[The play is set on the edge of a big cliff. And while it is outdoors, there should be a door to indicate the exit from the party. The party should feel as if it is taking place indoors. There can even be furniture. However, when someone exits out the door, it is a long deathly fall, and ideally we in the audience can see the fall happen, even though the partygoers pay it no mind.

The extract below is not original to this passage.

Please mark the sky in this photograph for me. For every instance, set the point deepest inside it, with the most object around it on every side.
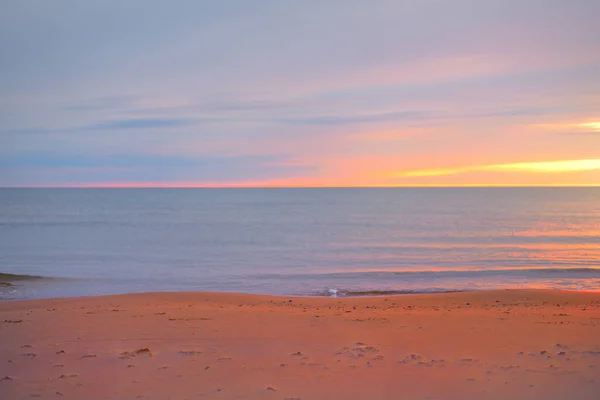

As each character exits, there should be a conversation and series of laughter that underscore the action of the play; this laughter should gain momentum throughout the play, the same way a snowball gains force and mass as it rolls down a mountain. When bursts of laughter are indicated from the stage directions, the laughter should come directly from the actors the audience sees on the stage. Each time a new character speaks, it should feel that we are hearing the end of a story, an ending that punctuates some great story that people tell at parties to impress and engage others. It is up to the actors and the director to work out how this storytelling/party atmosphere should be conveyed. Feel free to fill the time between exits with inventive stage business and creation.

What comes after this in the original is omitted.